Retrospective bias is also not a violation of the law’s aversion to post hoc analysis because no defendant is expected to have acted in the past according to the future. However, every property owner should expect people to use the steps and banister, every motorist should expect that others will be driving on the same road, every roofer should expect roofs to be rained upon, and every doctor should expect that every encounter with a patient will be for diagnosis and/or treatment of a potential underlying condition. Therefore, the fact that, in a case alleging misreading of a mammogram, we now know that a breast cancer was present earlier does not change the fact that a radiologist is aware that every mammogram that he or she reads is conducted to detect cancer and so warrants a level of care needed to make a valid assessment. In other words, since each mammogram presumes the possibility of cancer, it is not unfair to later evaluate its reading within the scope of the knowledge that there was, in fact, a cancer.
So, if retrospective bias can be present, how does the defendant deal with it?
The answer is that it is the job of the defense expert to provide the counterbalance.
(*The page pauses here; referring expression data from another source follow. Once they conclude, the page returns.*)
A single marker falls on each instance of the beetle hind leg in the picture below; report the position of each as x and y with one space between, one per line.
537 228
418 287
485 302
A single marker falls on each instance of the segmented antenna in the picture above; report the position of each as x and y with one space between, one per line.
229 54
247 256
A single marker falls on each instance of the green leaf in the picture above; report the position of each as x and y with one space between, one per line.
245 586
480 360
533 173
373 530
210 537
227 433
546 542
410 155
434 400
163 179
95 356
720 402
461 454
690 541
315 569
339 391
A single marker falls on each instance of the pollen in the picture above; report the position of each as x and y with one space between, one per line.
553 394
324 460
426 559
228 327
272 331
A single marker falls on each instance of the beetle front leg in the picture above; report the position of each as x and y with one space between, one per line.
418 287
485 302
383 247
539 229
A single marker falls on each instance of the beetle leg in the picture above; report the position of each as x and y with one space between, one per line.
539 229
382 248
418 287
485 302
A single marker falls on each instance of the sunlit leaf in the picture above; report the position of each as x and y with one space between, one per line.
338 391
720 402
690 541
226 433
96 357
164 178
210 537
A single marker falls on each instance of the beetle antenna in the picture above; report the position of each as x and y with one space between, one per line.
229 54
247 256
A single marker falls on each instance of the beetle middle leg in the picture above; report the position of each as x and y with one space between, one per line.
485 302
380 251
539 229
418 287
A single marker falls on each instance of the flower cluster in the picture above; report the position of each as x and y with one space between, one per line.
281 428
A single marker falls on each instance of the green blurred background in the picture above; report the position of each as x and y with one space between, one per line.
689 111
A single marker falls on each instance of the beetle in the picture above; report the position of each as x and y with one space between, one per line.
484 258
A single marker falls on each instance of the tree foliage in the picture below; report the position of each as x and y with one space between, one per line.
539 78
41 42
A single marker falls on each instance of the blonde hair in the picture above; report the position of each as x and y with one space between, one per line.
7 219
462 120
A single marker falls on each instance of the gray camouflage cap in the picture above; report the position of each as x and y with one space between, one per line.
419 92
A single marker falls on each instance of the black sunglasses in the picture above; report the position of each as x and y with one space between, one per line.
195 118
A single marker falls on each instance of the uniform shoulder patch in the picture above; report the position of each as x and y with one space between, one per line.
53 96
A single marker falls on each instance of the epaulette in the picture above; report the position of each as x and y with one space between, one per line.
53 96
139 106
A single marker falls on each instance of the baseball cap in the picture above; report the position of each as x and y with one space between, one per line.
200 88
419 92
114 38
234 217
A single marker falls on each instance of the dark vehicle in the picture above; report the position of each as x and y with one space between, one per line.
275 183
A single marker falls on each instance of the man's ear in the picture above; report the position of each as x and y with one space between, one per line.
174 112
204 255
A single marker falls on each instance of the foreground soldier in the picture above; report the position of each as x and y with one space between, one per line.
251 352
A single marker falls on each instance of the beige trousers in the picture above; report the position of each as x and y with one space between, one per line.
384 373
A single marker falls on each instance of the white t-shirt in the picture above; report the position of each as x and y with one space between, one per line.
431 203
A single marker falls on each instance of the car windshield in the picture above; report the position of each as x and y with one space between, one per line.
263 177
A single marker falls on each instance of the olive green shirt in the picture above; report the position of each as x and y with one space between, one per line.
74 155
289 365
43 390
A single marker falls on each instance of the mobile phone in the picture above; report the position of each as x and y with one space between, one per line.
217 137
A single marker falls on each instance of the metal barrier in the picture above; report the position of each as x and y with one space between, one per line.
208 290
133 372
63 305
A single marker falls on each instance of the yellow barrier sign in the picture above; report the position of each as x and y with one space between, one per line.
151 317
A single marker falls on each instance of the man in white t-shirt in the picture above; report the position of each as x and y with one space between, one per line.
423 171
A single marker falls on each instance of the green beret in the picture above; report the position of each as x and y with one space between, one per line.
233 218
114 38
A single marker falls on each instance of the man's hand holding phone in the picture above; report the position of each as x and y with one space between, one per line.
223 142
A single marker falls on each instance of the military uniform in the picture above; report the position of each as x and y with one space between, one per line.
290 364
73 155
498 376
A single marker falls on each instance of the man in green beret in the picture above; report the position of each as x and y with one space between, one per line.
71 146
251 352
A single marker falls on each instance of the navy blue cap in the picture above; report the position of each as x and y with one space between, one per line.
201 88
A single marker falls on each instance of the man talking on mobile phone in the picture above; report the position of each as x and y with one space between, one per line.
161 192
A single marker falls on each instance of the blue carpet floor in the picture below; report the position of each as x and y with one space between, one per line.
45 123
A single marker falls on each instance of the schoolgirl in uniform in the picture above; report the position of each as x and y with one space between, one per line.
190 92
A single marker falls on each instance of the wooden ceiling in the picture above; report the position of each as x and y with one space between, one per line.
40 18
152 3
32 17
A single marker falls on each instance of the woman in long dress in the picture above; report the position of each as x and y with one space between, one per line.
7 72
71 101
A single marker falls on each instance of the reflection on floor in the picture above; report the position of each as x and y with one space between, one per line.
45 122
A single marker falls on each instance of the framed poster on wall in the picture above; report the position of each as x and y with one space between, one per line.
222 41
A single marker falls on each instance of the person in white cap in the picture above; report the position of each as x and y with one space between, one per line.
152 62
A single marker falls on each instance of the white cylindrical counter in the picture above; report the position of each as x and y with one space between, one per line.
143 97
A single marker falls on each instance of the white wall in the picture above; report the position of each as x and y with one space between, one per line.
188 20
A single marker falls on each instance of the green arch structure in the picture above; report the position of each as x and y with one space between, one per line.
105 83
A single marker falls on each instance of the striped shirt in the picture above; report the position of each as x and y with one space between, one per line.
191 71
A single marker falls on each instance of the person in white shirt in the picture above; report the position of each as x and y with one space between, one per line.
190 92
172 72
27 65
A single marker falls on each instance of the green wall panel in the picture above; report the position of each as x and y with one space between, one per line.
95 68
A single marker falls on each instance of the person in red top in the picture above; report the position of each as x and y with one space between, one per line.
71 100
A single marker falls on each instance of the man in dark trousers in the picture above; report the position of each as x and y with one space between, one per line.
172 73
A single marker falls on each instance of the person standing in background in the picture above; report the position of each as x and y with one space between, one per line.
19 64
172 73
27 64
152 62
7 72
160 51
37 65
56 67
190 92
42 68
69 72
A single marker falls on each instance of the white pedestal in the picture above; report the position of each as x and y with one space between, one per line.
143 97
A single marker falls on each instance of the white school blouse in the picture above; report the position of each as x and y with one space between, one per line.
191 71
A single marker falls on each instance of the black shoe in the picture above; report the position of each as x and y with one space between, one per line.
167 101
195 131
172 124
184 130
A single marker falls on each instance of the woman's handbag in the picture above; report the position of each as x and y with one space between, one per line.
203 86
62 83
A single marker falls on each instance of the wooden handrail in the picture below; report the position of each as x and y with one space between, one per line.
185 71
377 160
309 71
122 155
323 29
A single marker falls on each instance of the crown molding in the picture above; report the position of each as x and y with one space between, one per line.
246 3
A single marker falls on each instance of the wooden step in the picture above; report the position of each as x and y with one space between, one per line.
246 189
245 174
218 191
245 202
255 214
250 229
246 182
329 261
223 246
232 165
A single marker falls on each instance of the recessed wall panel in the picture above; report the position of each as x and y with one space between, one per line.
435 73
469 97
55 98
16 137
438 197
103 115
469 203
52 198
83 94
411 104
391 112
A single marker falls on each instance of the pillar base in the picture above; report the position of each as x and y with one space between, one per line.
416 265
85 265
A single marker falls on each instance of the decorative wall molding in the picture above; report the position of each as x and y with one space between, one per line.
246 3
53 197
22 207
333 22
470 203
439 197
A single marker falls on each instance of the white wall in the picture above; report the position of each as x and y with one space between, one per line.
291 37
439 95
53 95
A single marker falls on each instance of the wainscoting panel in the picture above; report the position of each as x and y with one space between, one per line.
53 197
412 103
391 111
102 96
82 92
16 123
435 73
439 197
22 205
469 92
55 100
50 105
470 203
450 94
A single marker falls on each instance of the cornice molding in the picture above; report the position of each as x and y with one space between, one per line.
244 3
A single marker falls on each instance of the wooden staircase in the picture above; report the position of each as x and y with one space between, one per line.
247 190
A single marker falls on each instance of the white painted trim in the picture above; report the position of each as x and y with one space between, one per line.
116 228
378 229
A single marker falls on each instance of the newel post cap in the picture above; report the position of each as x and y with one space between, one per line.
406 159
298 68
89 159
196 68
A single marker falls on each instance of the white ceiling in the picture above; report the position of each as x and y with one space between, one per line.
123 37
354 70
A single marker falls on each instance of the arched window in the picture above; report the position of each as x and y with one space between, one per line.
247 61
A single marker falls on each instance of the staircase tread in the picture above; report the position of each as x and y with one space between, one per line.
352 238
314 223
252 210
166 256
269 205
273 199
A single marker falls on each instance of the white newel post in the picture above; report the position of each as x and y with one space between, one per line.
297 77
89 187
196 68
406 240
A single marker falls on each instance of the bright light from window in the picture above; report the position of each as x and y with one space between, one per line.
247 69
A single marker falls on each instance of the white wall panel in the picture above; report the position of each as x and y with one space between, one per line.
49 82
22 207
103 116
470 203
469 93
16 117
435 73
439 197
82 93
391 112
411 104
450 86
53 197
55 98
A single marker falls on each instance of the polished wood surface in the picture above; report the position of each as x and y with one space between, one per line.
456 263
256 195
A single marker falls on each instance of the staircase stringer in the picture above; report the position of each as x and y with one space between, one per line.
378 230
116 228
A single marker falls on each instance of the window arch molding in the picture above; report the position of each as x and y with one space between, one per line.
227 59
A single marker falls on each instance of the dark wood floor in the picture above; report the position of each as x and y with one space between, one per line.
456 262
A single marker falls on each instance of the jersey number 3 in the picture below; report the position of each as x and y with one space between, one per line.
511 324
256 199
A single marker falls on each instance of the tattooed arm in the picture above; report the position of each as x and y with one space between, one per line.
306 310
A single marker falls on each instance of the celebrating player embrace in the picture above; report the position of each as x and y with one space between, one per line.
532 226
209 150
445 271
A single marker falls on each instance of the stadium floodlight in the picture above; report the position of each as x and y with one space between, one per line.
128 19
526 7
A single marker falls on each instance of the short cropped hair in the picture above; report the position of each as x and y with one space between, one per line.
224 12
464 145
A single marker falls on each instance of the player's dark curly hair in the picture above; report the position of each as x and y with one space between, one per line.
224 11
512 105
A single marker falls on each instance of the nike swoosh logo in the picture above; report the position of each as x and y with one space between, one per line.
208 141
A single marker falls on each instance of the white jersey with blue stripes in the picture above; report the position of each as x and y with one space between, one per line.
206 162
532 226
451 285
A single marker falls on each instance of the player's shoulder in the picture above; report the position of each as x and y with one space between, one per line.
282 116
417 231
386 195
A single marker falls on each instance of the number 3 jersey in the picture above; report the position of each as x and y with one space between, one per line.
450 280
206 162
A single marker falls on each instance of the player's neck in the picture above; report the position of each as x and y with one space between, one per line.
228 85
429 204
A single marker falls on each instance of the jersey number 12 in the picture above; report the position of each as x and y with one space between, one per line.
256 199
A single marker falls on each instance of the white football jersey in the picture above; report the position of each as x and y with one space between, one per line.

This will be the inspector who testifies that the banister or step met code requirements, the accident reconstructionist who testifies that there was nothing that the defendant motorist could have done to prevent the crash, the industry specialist who testifies about the limitations of all roofing products in the face of extreme weather conditions, and the well-credentialed physician who testifies that the breast lesion had not manifested suspicious characteristics on the mammogram in question that would alert a reasonably prudent radiologist to suspect its true malignant nature and so it was actually worked up properly under the BIRADS system.
What is never permissible, however, in trying to establish negligence, whether at a deposition or in court, is to ask the defendant doctor a question such as, “If you knew then that this was (the serious condition that is the subject of the suit) would you have done anything differently?” Negligence or non-negligence are fixed in time to the circumstances of the events, and the standard to be met is to have acted reasonably under those circumstances.
In summary, while “negligence” is a charged word that physicians understandably find offensive, what we are discussing is an evaluative process that is designed to be fair because it does not demand that a doctor be perfect or follow a single cookbook method of diagnosis or treatment. Instead, it looks at the real-world circumstances when the care was given and the reasonability of the doctor in meeting their duty to the patient under those circumstances.